The current medical malpractice venue guidelines in question were brought into law subsequent to 2002’s MCARE Act and after a recommendation from the Interbranch Commission on Venue, which then ensured plaintiffs were only permitted to sue in the county where their alleged injury took place – a standard that currently remains in place. Its advocates affirm that the change led to a significant drop in medical malpractice litigation across the state.
However, a renewed debate over the rules governing venue for medical malpractice lawsuits in Pennsylvania was sparked by a letter written to the state Supreme Court late in 2018, asking the body to re-examine the issue.
It appears to have been the catalyst for a Supreme Court committee featuring five attorneys who work at firms that file medical malpractice lawsuits to propose reinstituting venue rules more favorable to plaintiffs, allowing them to sue wherever a medical defendant conducts business – reminiscent of the way such lawsuits were allowed prior to the MCARE Act’s passage and the Interbranch Commission’s recommendation.
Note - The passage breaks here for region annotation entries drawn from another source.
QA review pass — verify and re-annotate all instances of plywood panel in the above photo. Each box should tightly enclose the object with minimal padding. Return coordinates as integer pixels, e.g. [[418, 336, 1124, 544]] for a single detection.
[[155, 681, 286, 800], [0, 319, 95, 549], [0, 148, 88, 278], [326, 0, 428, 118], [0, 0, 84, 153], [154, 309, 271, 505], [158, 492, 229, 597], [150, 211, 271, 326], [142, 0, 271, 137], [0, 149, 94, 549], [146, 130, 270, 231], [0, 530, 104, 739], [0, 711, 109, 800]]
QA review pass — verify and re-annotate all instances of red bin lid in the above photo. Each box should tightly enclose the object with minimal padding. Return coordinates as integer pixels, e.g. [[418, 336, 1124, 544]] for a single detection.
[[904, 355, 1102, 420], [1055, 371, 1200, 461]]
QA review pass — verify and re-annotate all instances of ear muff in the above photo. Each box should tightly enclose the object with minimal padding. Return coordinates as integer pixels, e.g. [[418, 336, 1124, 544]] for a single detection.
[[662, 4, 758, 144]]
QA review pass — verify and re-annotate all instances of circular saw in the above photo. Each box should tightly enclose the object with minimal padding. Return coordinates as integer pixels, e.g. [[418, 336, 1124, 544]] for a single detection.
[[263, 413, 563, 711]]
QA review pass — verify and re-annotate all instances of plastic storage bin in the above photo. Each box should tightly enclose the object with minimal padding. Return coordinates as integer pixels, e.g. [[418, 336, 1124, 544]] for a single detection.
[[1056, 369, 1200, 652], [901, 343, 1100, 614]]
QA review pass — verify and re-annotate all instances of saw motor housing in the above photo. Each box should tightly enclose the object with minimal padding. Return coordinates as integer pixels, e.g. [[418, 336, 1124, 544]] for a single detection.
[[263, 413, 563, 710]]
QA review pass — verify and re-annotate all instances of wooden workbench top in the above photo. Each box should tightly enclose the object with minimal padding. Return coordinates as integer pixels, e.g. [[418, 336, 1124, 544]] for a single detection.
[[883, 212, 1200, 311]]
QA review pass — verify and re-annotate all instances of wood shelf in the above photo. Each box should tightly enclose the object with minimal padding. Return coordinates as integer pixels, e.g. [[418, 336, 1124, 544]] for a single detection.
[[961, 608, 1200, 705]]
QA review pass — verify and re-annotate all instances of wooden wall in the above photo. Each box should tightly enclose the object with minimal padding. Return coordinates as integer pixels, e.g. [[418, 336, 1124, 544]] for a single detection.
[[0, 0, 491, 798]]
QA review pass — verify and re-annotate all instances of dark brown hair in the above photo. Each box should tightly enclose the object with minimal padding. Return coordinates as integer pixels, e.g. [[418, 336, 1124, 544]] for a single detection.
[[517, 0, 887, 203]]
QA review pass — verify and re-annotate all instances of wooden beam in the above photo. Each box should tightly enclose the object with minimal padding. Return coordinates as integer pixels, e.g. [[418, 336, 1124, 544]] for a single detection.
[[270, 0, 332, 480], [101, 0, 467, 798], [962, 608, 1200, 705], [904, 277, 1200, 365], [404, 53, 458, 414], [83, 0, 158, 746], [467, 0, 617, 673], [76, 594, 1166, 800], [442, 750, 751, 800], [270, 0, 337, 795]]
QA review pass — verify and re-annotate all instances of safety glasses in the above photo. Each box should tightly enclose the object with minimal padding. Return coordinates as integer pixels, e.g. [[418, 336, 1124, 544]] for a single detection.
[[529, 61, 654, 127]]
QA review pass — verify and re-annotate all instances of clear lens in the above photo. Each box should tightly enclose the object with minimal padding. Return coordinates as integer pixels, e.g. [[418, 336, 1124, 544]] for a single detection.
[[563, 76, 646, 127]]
Changing the rules would allow plaintiffs’ attorneys to choose whichever eligible county they’d think would be likeliest to give out a jackpot. Philadelphia, for example, is known nationwide for its high-dollar jury verdicts and was recently named the No. 4 “Judicial Hellhole” – a designation given by a tort reform group that considers whether businesses get a fair shake in certain jurisdictions.
But after the passage of Senate Resolution 20 in February 2019, calling for a committee report on the effects of changing the current venue guidelines to be written and completed before the end of by the end of that year, the state Supreme Court decided to suspend any further action until the report was issued.
That report was issued in February 2020, though it did not make any clear-cut recommendation as to whether the current medical malpractice venue rules should or should not be changed based on statewide trends in insurance rates, health care access and the number of lawsuits filed.
Since the issuance of the report, that was followed by a controversial ruling from the Supreme Court of Pennsylvania in December 2021 in Lageman v. Zepp Et.Al, which provided that medical malpractice case juries can consider both direct and circumstantial evidence, under the res ipsa loquitur doctrine.
The doctrine allows for assumption of injuries as a result of negligence, in circumstances where such plaintiffs can prove that the doctrine is but one way to determine liability.
Rep. Rob Kauffman (R–Franklin County) also brought forward House Bill 2660, which sought to clarify and cement in the Pennsylvania Constitution under Article V, Section 10(c) that the General Assembly may establish the venue of a civil lawsuit by statute. The measure remains pending, though even if it were to be passed, the earliest it could be effectuated is the year 2025.